Evacuating Neve Dekalim
צילום: אפרת וייס
Neve Dekalim a ghost town
Streets empty in Gush Katif's largest community as families struggle to pack before saying goodbye
Neve Dekalim, Gush Katif's "capital," is slowly turning into a ghost town.
The houses are empty, stores are closed, and the Gaza regional council building is locked up. Smoke can be seen here and there, while large police and army troops are on the streets, assisting residents who still haven't left.
Indeed, Neve Dekalim is breathing its last breaths, before the area is transferred to Palestinian control.
On the sidewalk behind the commercial center, whose roof has turned since Sunday into a large television studio where the difficult images are broadcast from, a Military Police team marches on, against a backdrop of incessant submachine fire directed at the outskirts of nearby Khan Younis.
Suddenly, a young man appears, an infiltrator who does not live here.
"Identity card, please," the commander tells him. "I don't have one. I'm getting out of here and taking off," he says. The soldiers, who have learned from previous experiences, don't believe him and accompany him to the bus reserved for illegal infiltrators.

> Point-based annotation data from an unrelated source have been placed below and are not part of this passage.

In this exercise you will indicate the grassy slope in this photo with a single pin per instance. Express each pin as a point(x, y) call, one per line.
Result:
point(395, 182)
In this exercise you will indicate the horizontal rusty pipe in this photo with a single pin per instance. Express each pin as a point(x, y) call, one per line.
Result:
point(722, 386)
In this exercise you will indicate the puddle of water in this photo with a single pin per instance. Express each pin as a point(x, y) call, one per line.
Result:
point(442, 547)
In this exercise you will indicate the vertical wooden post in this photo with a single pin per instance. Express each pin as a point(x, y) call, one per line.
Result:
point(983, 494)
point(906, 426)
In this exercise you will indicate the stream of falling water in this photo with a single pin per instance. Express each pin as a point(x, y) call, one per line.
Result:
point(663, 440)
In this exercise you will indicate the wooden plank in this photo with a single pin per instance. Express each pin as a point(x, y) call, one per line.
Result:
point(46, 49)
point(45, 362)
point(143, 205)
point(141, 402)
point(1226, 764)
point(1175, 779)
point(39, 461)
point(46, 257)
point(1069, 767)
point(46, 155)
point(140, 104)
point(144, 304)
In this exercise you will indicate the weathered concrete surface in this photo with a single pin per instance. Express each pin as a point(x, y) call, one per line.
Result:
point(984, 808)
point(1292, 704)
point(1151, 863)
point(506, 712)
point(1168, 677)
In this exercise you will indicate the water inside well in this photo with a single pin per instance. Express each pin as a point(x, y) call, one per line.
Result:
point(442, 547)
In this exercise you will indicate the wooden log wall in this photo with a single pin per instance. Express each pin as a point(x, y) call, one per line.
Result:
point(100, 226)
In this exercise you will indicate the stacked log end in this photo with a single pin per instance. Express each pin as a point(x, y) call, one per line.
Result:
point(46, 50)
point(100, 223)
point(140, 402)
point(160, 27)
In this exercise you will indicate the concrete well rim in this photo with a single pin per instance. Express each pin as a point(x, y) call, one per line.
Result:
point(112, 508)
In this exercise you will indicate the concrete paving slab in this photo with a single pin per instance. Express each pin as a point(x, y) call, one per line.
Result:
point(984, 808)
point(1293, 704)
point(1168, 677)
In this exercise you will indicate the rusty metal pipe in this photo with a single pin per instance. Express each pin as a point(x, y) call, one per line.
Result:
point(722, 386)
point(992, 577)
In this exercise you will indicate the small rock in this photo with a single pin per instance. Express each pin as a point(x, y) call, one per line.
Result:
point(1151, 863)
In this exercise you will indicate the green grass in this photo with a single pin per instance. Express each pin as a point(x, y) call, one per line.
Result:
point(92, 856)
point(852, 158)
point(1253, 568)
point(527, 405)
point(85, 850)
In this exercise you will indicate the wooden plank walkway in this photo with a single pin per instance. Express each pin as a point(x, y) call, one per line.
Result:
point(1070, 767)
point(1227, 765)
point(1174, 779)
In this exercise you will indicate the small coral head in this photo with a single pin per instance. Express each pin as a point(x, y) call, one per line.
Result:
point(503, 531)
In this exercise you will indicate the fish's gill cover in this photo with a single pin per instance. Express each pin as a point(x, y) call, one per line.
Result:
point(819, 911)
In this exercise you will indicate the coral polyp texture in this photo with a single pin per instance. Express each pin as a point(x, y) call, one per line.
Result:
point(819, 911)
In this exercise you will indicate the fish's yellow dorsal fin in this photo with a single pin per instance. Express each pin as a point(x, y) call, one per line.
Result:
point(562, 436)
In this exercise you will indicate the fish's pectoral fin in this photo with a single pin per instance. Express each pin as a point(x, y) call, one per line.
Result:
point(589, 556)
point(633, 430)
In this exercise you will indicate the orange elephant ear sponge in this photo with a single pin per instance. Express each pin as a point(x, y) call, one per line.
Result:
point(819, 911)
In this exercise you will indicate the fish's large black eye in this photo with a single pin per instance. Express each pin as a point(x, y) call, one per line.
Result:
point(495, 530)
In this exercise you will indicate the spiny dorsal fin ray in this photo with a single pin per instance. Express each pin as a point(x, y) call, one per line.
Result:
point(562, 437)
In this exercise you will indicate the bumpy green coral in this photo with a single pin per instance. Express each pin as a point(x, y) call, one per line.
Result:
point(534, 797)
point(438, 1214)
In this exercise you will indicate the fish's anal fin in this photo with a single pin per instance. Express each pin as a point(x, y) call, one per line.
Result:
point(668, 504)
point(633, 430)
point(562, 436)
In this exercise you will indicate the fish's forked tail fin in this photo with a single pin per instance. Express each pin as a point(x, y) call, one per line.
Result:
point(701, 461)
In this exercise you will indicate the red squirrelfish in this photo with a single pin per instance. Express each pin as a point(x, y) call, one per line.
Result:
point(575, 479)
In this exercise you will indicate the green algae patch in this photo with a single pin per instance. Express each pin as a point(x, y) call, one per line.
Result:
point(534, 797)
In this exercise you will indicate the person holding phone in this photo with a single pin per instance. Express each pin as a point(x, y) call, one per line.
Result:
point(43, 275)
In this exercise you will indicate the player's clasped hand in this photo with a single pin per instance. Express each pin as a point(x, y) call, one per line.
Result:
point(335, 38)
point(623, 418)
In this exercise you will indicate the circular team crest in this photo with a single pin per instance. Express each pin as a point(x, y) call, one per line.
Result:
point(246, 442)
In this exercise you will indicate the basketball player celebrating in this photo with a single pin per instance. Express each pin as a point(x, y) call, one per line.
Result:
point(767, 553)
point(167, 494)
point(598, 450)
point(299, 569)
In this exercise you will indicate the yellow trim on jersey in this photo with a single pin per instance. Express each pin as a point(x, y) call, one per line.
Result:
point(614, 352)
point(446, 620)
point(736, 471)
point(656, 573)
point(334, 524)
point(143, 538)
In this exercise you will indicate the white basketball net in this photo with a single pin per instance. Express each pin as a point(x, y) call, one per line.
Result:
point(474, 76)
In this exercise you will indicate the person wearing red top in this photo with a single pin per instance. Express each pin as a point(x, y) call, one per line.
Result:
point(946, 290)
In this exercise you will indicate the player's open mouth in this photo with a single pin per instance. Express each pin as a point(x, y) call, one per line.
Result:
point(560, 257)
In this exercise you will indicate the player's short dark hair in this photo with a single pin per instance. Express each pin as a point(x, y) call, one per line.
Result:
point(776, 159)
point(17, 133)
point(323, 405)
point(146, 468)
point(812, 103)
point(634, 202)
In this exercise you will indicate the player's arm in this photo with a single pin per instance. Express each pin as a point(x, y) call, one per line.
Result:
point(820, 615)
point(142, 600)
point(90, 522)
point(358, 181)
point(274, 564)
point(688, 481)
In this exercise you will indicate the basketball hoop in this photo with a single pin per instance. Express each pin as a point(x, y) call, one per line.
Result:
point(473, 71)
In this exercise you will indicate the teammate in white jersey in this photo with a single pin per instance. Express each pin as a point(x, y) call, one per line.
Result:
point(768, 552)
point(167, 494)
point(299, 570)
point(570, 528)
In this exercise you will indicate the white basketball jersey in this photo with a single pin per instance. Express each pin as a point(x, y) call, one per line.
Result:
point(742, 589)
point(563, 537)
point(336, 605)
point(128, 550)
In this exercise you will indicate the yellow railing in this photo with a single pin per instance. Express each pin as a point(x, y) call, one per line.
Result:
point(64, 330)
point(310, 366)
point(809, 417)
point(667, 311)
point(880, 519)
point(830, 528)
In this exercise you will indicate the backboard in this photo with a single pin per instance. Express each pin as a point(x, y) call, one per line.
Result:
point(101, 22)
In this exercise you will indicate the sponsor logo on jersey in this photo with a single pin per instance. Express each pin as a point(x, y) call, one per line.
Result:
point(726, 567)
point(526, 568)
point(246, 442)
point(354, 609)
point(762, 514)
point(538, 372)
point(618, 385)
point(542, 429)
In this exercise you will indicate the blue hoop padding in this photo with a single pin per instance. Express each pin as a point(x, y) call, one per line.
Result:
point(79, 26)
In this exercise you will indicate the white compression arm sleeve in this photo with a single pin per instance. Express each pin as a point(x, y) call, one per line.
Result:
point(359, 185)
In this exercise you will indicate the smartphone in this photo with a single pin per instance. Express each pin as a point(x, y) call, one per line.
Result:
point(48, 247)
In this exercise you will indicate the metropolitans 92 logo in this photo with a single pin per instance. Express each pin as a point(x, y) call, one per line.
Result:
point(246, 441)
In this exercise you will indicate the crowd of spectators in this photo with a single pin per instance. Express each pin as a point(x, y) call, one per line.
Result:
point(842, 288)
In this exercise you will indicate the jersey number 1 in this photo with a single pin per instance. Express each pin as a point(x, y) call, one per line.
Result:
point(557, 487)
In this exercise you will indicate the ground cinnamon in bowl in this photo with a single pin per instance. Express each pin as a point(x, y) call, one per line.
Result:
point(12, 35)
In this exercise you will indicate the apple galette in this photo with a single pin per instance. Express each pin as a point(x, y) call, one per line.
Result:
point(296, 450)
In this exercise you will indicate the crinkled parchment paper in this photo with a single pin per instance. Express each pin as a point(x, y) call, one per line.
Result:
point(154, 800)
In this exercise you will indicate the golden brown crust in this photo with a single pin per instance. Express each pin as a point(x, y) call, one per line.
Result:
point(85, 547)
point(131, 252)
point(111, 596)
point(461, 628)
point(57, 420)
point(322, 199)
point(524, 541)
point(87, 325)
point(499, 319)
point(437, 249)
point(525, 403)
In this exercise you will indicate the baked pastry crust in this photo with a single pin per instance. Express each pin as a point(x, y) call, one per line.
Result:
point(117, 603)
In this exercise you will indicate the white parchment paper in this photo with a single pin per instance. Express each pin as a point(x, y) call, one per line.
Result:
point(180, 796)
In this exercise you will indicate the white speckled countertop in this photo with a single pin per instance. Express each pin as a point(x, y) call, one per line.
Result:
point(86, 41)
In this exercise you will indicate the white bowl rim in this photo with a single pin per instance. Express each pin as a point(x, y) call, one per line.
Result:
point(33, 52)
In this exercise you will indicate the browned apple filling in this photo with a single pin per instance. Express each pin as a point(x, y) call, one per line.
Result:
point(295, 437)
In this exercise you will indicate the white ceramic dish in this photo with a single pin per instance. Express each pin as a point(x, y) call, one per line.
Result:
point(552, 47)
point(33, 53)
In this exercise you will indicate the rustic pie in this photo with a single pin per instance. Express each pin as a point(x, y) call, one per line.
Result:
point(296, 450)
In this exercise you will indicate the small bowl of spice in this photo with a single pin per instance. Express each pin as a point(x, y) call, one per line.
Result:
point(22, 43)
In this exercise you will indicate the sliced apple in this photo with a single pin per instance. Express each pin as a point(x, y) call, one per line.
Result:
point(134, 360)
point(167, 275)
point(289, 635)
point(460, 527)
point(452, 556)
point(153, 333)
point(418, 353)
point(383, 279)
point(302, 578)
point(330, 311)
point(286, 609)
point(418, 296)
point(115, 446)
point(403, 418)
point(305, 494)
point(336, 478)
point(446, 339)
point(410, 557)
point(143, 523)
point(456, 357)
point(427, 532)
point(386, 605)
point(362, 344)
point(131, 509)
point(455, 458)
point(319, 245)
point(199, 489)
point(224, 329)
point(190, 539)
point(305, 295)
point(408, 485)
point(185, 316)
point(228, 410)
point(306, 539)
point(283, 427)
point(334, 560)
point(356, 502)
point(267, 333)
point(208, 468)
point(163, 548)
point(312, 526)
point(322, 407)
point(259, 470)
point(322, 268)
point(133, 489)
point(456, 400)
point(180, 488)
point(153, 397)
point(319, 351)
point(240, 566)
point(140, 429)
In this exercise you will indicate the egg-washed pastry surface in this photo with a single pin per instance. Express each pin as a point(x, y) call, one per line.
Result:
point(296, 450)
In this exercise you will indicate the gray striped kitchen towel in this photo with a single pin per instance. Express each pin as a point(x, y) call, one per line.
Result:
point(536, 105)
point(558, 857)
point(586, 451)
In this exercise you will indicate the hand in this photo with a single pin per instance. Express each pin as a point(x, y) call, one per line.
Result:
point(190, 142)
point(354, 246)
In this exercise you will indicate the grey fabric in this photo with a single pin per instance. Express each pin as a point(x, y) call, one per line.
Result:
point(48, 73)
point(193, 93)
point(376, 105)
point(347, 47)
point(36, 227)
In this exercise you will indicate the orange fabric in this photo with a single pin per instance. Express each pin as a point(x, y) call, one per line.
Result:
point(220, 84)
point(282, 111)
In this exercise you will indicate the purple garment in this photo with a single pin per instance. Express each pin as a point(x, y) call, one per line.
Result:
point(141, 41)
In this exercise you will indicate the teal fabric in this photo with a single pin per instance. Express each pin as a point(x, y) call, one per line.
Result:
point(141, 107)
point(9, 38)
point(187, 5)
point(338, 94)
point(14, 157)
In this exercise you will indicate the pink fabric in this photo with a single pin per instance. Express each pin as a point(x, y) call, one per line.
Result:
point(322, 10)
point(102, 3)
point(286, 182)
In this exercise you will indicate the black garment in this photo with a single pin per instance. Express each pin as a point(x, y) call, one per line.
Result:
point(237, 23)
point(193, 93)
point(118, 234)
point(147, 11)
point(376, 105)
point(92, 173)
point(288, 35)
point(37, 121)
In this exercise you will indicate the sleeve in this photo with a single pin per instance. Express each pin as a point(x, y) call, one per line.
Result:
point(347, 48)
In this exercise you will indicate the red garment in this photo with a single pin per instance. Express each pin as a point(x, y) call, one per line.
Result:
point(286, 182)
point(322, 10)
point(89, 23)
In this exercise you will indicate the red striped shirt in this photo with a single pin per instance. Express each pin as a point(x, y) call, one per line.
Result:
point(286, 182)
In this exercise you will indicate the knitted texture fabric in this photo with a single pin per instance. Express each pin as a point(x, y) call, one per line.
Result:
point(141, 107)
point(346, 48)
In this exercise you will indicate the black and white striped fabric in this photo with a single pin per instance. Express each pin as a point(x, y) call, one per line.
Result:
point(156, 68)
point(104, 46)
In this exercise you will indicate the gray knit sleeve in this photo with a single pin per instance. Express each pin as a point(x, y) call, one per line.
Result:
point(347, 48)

'25 years in the army and that's what you get'
At the "Torat Haim" yeshiva, a group of young infiltrators hides in the yard. They stand behind a wall, waiting for a soldier or officer to pass, hurl a stone and disappear into one of the yeshiva's deserted rooms. The troops guarding a nearby structure don't appear overly excited.
When the next two stones land by our feet, we ask them to check what's going on.
"We can't, our job is to guard this structure. We're not allowed to leave," one of them tells us. Meanwhile, the boys, 17 or 18 years old, continue to hurl stones, while forces fail to intervene.
At the Weiss family home, a commotion ensues. Moshe Weiss is yelling at the soldiers, who ask him to pack quickly. He tells them to get lost.
"You serve in the army for 25 years and that's what you get," he says, while his wife cries and his children attempt to calm tensions.
"I will not forgive or forget what you're doing to us here and now," Weiss says. "They picked us up, put us in boxes. They don't even know who we are, they don't know our name," he yells while throwing military objects he collected throughout his army service at the embarassed troops.
Someone dispatches a paramedic, another one calls in a rabbi recruited by the police in order to mediate. They too would not be able to meet the army's deadline. After all, the evacuation of ghost town Neve Dekalim must be completed by Thursday night.